James peinait à réduire la distance qui le séparait de sa cible fuyante. Il ne pouvait pas profiter de la puissance de la DB10 dans le trafic urbain, qui se densifiait. De plus, le van noir commençait à se rapprocher de lui.
— Plus aucun doute, nous chassons la même proie, se dit-il.
Une voix jaillit soudainement dans son oreillette. C’était son coordinateur du MI6.

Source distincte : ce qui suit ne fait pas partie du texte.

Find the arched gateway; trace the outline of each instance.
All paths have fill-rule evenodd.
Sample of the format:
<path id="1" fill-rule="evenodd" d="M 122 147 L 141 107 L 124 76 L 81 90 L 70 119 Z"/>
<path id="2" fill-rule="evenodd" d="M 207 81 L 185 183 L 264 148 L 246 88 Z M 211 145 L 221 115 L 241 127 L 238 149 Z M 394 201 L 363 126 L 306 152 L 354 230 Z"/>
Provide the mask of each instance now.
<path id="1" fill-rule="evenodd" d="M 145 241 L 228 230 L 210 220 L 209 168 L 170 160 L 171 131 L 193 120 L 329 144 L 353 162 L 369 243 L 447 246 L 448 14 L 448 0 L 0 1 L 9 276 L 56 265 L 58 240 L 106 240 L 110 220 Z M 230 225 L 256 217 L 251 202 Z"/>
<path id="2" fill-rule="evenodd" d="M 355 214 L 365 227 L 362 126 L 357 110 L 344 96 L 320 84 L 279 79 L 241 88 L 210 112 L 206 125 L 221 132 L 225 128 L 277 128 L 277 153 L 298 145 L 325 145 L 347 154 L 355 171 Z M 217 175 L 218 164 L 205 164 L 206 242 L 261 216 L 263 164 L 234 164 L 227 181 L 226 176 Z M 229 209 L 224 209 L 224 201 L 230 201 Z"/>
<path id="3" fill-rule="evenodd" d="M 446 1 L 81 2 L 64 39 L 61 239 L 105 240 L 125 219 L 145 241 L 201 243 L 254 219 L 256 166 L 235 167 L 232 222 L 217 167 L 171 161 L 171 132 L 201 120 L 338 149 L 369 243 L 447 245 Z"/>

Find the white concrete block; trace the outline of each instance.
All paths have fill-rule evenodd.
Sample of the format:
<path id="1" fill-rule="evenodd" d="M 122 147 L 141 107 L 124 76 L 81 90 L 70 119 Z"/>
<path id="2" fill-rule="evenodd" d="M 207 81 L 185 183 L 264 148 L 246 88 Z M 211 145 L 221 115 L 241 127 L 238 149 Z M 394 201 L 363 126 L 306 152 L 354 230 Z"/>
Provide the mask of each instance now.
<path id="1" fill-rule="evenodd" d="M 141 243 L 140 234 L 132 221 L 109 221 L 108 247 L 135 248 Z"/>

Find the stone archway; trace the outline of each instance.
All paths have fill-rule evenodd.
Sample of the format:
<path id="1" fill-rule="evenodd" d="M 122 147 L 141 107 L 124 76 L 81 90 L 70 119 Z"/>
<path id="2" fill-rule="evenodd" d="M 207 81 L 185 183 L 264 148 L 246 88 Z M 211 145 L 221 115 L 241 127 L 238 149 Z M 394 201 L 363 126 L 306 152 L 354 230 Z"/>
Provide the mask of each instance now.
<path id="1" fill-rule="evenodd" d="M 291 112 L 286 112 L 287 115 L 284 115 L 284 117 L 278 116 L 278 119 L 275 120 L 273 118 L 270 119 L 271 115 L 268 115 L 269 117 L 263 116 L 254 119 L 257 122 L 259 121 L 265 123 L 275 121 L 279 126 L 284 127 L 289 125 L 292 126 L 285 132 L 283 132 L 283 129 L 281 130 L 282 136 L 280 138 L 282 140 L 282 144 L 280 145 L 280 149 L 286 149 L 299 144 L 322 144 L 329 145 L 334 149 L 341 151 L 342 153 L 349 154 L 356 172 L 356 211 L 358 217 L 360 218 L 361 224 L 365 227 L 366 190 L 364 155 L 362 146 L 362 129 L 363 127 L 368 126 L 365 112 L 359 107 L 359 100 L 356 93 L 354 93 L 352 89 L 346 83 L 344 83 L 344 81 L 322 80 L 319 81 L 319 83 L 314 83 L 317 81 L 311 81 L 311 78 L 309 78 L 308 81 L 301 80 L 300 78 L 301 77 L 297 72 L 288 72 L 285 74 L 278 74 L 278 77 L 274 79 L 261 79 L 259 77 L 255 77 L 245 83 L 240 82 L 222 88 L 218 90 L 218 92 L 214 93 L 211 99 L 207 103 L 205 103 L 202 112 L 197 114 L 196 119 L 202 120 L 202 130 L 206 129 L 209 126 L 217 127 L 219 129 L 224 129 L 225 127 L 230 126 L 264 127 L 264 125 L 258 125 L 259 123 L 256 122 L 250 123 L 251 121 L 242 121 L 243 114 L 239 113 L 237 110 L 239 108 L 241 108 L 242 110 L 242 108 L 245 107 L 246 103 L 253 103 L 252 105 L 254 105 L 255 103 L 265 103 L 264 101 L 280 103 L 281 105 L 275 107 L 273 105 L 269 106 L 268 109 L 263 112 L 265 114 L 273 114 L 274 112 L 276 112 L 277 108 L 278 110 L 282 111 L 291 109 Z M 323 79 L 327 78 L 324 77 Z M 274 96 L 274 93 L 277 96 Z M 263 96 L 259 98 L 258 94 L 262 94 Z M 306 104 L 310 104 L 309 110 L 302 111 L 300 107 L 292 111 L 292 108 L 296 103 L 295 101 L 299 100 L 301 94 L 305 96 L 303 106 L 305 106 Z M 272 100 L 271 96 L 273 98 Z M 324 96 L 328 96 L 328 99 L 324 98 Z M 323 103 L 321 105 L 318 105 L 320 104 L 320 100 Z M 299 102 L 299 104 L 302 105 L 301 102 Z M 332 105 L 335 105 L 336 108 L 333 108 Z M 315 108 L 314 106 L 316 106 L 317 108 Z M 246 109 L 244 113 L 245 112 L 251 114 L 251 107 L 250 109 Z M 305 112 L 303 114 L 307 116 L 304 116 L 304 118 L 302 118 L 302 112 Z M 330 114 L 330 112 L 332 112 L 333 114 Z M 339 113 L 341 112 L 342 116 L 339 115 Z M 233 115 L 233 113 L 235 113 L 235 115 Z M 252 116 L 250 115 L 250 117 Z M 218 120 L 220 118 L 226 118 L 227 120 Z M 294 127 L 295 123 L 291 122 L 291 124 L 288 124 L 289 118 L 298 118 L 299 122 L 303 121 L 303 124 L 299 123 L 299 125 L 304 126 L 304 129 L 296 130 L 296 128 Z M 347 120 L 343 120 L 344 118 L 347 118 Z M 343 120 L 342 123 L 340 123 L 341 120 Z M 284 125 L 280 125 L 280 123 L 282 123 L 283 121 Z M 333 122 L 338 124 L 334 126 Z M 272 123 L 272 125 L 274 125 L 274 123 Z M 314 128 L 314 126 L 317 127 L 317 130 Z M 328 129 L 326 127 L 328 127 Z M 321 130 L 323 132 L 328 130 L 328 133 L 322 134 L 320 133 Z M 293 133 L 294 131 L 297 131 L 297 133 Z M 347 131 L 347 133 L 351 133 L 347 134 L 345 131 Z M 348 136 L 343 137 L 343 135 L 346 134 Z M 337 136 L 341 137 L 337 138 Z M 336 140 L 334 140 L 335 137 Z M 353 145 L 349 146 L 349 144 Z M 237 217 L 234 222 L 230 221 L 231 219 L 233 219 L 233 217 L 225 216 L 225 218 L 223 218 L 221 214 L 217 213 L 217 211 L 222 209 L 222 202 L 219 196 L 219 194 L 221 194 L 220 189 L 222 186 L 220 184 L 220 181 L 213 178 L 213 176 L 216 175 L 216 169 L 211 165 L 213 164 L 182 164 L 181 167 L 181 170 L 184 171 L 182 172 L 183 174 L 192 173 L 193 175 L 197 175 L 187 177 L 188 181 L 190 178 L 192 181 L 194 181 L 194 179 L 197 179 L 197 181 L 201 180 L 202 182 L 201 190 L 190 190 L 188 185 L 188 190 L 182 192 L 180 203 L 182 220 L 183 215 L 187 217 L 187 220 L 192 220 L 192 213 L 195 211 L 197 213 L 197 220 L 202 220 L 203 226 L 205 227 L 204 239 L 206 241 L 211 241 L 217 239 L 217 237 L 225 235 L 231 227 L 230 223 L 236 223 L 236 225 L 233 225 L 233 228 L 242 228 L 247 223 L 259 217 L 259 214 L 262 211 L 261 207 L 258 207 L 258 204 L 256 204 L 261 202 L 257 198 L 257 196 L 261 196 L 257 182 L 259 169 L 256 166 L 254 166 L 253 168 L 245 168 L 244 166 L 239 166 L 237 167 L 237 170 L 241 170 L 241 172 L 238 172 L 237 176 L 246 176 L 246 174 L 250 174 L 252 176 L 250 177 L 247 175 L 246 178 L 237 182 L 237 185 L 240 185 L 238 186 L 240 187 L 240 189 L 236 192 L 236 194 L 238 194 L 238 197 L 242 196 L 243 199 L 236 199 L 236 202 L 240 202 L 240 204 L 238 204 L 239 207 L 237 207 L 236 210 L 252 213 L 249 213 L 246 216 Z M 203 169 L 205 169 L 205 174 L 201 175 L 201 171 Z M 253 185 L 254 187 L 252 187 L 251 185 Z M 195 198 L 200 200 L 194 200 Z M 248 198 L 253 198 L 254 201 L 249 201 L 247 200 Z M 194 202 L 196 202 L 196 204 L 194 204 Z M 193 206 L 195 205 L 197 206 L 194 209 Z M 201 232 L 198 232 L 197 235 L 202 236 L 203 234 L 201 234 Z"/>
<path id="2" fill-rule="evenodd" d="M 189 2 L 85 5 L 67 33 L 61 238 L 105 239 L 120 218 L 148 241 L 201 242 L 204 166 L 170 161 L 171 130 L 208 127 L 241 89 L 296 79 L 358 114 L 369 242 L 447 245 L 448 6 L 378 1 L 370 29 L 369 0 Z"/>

— 007 ? Vous avez pris en chasse la « Diligence » ?
— On ne peut rien vous cacher, « Contrôle » ! répondit James entre deux coups brutaux de volant.
— Et je ne suis visiblement pas le seul : il y a aussi la cavalerie qui me colle, ajouta-t-il en regardant dans son rétroviseur.
— Q est à côté de moi. Vous avez un problème avec l’équipement de l’Aston ?… Bonjour 007.
C’était la voix de Q.
— Vous avez dû faire une mauvaise manipulation, les scanners du véhicule sont désactivés ! Je vais vous aider à les réactiver.
— Merci Q pour le service d’assistance, mais on pourrait voir ça un peu plus tard, car là, je suis légèrement occupé.
Bond donna un coup de volant brusque pour se déporter sur la voie de bus, qui semblait être la seule option pour enfin prendre plus de vitesse.
Le van en fit de même, mais l’accélération de l’Aston le laissa une nouvelle fois sur place.
— Je vais vous expliquer la manip, 007. Vous verrez, c’est un jeu d’enfant, reprit Q.
Mais… c’était quoi ce bruit ?!
Bond regardait dans son rétroviseur s’éloigner la quasi-totalité de son pare-chocs arrière, qu’il venait de perdre en essayant de se glisser entre un bus et un camion. C’était visiblement un peu juste…
— Un dos-d’âne, répondit froidement Bond.
— Vous m’avez fait peur ! soupira Q. J’espère que, pour une fois, vous nous ramènerez votre matériel en un seul morceau…
— Vous ai-je déjà déçu ? répondit James d’un ton narquois.
— Bref, pour en revenir à la manip… insista Q… le scanner vous aidera à intercepter votre cible…
— J’ai l’ordre d’intercepter ? interrogea Bond, en coupant son interlocuteur.
Son coordinateur répondit par l’affirmative.
— Nous aurions pu commencer par cela, non ? dit Bond au milieu d’un dérapage contrôlé qui l’amenait sur le pont de la Concorde.
— On va être coupés, je passe dans un tunnel !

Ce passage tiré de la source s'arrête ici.